Was there in reality any evidence on which the county court judge could base his finding that the ntq had been served because of the domestic violence?  Well, yes, actually, quite a lot.  Granted there had been two ntqs, only the first of which was relied on; although the housing officer at the time said that he thought it had been served on the basis of underoccupation, against that was the case history and the fact that the housing officer was one cog in the wheel, so to speak.

Conclusions

Forgive me some brief concluding thoughts, perhaps taking account of some of the observations made at last week’s conference as well (not really a law practitioner’s event, but lots worthwhile going on).  What it boils down to is whether there is a highly or seriously arguable gateway 9b) defence in which personal circumstances seem to play some role at least.  Barber is regarded as exceptional, but this is, of course, an empirical question and I wonder whether that notion of “exceptional” is actually brought out in the everyday lives and practices of local authorities and RPs, as well as occupiers.  We are still left with the real bottom-shifting question: what is exceptional?

Posted in ASB, Homeless, Introductory and Demoted tenancies, Licences and occupiers, Possession, Uncategorized.

9 Comments

  1. Claim forms in possession proceedings requesting the claimant to complete:
    “Does, or will, the claim include any issues under the Human Rights Act 1998?
    The Claimant has a choice to answer yes or no. This question gives room for the County Court to deal with issues involved under the HRA 1998.
    If the Claimant completes “No”, then the defendant could argue that his defence does attract the HRA 1998.
    If the County Court has no jurisdiction to grant mandatory or certiorari relief, could we ask the County Court under section 204 of the Housing Act 1996 to quash the local authority’s allocation policy instead of issuing judicial review claim at the Admin. Court.
    Starts from the Begum case, until recently superior court repeatedly declared that the appeal under sec 204 is equivalent to judicial review.

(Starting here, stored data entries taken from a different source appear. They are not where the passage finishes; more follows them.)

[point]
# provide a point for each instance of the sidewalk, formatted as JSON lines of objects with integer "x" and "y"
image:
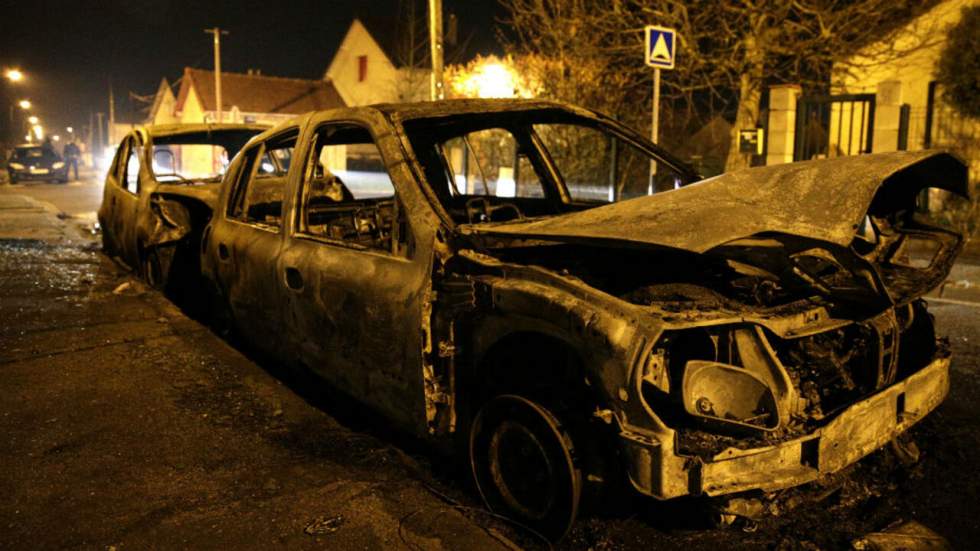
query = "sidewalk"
{"x": 126, "y": 425}
{"x": 22, "y": 217}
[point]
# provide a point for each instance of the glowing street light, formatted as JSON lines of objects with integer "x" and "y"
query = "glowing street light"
{"x": 490, "y": 77}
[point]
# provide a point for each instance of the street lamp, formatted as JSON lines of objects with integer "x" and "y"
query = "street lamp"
{"x": 14, "y": 75}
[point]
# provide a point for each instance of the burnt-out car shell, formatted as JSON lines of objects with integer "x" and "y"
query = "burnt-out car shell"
{"x": 149, "y": 211}
{"x": 754, "y": 331}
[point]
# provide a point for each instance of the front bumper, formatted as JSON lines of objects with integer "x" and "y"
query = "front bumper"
{"x": 656, "y": 470}
{"x": 49, "y": 174}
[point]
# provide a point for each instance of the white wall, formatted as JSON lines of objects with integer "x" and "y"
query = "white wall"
{"x": 384, "y": 82}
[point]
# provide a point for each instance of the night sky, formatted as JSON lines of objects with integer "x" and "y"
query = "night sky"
{"x": 71, "y": 50}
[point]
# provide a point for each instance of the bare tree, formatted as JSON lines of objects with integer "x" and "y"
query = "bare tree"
{"x": 728, "y": 49}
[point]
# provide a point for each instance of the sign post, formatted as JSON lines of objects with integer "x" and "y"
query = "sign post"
{"x": 660, "y": 47}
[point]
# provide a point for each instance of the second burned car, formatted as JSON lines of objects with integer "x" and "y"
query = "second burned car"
{"x": 159, "y": 193}
{"x": 497, "y": 274}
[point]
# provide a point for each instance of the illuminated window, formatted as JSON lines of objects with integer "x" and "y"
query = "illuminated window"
{"x": 361, "y": 68}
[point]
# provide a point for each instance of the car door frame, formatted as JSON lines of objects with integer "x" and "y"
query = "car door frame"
{"x": 361, "y": 286}
{"x": 237, "y": 255}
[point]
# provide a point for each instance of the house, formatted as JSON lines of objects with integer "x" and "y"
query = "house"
{"x": 250, "y": 97}
{"x": 909, "y": 111}
{"x": 381, "y": 60}
{"x": 164, "y": 106}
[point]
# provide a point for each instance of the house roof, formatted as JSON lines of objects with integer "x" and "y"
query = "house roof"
{"x": 163, "y": 90}
{"x": 253, "y": 93}
{"x": 393, "y": 34}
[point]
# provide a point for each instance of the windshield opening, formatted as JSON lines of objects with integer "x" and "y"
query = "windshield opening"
{"x": 197, "y": 157}
{"x": 28, "y": 154}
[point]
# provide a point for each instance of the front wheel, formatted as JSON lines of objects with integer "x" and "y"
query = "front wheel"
{"x": 522, "y": 461}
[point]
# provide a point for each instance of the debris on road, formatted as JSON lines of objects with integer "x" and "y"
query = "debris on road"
{"x": 324, "y": 525}
{"x": 905, "y": 536}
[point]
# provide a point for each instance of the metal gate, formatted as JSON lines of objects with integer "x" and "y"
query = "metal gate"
{"x": 833, "y": 126}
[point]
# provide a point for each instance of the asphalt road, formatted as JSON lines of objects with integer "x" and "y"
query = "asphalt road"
{"x": 123, "y": 423}
{"x": 79, "y": 198}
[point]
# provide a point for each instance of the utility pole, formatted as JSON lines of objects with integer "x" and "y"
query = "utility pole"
{"x": 101, "y": 149}
{"x": 217, "y": 69}
{"x": 437, "y": 89}
{"x": 112, "y": 113}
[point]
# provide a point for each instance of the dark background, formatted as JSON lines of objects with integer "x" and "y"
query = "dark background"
{"x": 70, "y": 51}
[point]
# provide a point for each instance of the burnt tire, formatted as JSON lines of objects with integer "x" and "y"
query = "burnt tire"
{"x": 522, "y": 459}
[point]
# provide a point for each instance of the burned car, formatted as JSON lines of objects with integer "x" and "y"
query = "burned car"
{"x": 497, "y": 275}
{"x": 160, "y": 190}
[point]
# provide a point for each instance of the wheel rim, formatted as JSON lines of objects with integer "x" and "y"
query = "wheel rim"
{"x": 521, "y": 470}
{"x": 522, "y": 465}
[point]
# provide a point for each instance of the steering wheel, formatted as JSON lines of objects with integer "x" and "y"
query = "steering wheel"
{"x": 172, "y": 175}
{"x": 479, "y": 209}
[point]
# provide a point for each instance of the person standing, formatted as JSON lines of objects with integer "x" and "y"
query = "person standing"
{"x": 72, "y": 153}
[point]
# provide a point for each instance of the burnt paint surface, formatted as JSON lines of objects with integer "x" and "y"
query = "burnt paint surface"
{"x": 385, "y": 329}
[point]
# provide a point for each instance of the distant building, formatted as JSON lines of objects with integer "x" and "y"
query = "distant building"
{"x": 164, "y": 106}
{"x": 249, "y": 97}
{"x": 908, "y": 83}
{"x": 378, "y": 62}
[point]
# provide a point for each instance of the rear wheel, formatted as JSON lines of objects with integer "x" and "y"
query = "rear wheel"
{"x": 522, "y": 459}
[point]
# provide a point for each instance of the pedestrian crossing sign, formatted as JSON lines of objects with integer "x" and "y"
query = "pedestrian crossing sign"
{"x": 661, "y": 46}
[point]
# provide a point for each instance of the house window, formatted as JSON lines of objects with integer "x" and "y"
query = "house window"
{"x": 361, "y": 68}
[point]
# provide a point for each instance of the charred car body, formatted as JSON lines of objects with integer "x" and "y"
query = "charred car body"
{"x": 495, "y": 273}
{"x": 160, "y": 190}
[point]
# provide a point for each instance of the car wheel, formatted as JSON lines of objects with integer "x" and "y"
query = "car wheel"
{"x": 522, "y": 462}
{"x": 156, "y": 264}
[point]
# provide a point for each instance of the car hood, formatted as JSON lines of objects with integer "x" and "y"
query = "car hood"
{"x": 824, "y": 200}
{"x": 207, "y": 193}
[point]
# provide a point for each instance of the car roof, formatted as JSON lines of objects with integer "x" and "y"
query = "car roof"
{"x": 435, "y": 109}
{"x": 156, "y": 130}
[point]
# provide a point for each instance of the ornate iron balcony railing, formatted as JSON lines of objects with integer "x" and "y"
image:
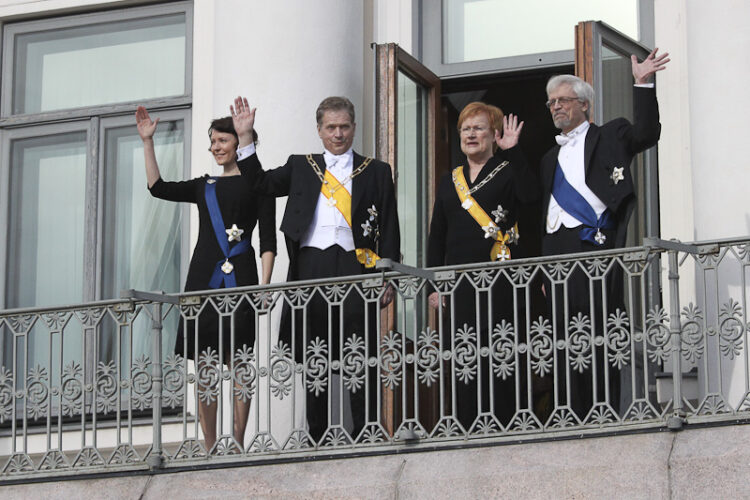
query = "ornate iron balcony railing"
{"x": 524, "y": 349}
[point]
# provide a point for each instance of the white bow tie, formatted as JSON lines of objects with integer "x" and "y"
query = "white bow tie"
{"x": 569, "y": 138}
{"x": 332, "y": 159}
{"x": 563, "y": 139}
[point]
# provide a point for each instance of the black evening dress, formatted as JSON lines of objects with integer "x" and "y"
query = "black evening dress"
{"x": 240, "y": 206}
{"x": 456, "y": 238}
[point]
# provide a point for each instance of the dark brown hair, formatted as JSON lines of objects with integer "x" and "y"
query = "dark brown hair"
{"x": 226, "y": 125}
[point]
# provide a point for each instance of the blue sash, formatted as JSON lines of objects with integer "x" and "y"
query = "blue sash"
{"x": 576, "y": 205}
{"x": 219, "y": 277}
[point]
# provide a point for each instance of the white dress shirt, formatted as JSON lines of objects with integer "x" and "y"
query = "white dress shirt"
{"x": 571, "y": 160}
{"x": 572, "y": 164}
{"x": 328, "y": 226}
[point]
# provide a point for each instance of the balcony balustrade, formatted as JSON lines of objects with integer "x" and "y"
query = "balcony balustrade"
{"x": 652, "y": 337}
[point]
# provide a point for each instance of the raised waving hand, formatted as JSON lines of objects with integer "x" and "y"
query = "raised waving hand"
{"x": 643, "y": 71}
{"x": 511, "y": 132}
{"x": 243, "y": 118}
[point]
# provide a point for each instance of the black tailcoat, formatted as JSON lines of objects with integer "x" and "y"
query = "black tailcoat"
{"x": 614, "y": 144}
{"x": 297, "y": 180}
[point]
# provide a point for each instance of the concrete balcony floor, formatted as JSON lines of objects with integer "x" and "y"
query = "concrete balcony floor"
{"x": 707, "y": 462}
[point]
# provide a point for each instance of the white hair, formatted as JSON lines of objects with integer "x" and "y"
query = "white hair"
{"x": 583, "y": 90}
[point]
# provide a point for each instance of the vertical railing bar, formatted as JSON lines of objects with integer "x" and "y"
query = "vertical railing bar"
{"x": 441, "y": 346}
{"x": 220, "y": 379}
{"x": 452, "y": 333}
{"x": 13, "y": 424}
{"x": 743, "y": 280}
{"x": 155, "y": 460}
{"x": 605, "y": 344}
{"x": 516, "y": 337}
{"x": 86, "y": 374}
{"x": 342, "y": 338}
{"x": 704, "y": 332}
{"x": 26, "y": 392}
{"x": 478, "y": 349}
{"x": 131, "y": 387}
{"x": 256, "y": 380}
{"x": 718, "y": 331}
{"x": 404, "y": 396}
{"x": 416, "y": 330}
{"x": 366, "y": 340}
{"x": 305, "y": 340}
{"x": 675, "y": 422}
{"x": 230, "y": 366}
{"x": 329, "y": 392}
{"x": 644, "y": 328}
{"x": 60, "y": 396}
{"x": 118, "y": 369}
{"x": 49, "y": 392}
{"x": 95, "y": 387}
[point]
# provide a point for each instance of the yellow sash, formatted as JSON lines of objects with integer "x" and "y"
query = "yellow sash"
{"x": 500, "y": 250}
{"x": 342, "y": 200}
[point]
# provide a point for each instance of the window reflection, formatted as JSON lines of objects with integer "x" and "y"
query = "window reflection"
{"x": 99, "y": 64}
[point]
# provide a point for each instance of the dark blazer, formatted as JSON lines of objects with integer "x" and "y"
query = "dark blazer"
{"x": 297, "y": 180}
{"x": 614, "y": 144}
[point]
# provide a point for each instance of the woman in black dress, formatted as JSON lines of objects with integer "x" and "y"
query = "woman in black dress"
{"x": 222, "y": 258}
{"x": 474, "y": 220}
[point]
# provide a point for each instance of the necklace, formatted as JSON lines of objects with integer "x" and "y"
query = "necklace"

    • Sean, what would the allocation policy have to do with a s.204 appeal? Part VI not Part VII.

      As to a defence including issues under the HRA – let us see what the Supreme Court does with Pinnock (and the other two, presumably). But Kay is still authority here – it is incompatibility or nothing, and the COunty Court has to refer incompatibility defences to the High Court (and they won’t do your client any good directly).

  2. Dave, thanks for a useful summary.
    I think you mean para 55 of Lord Hope in Doherty not Kay under ‘proportionality’
    The introductory tenancy decisions seem an attempt to limit the effect of Doherty. It could have been said that Mr Doherty was statutorily precluded from a defence since the Caravan Sites Act 1968(still!!) only requires a 28 day notice and an order.
    Rather bizarrely the CA in Salford decide that Doherty involved majority and minority decisions (whereas in fact they were unanimous that Mr Doherty could potentially have a gateway (a) defence and succeeded on a gateway (b) defence). This new reading of Doherty is presumably based on Lord Scott throwing about that word ‘proportionality’ and Lord Mance regretting that they did not have more than a five member panel.

  3. Thanks, Chris J – the post has been updated; and thanks also for your comment about the new reading of Doherty.

  4. Sorry that should have been “should have been allowed” a gateway (b) defence -since ,in fact, summary judgment was given in the B’ham High Court (and I’m sure, of course, he would have succeeded if given the chance!)

    • Interesting. I suppose that, depending on what happens with Pinnock, they may become redundant to a greater or lesser extent. Perhaps something a missed opportunity to clarify applicability of the Public Law Defence across a range of situations, but the timing really was tight.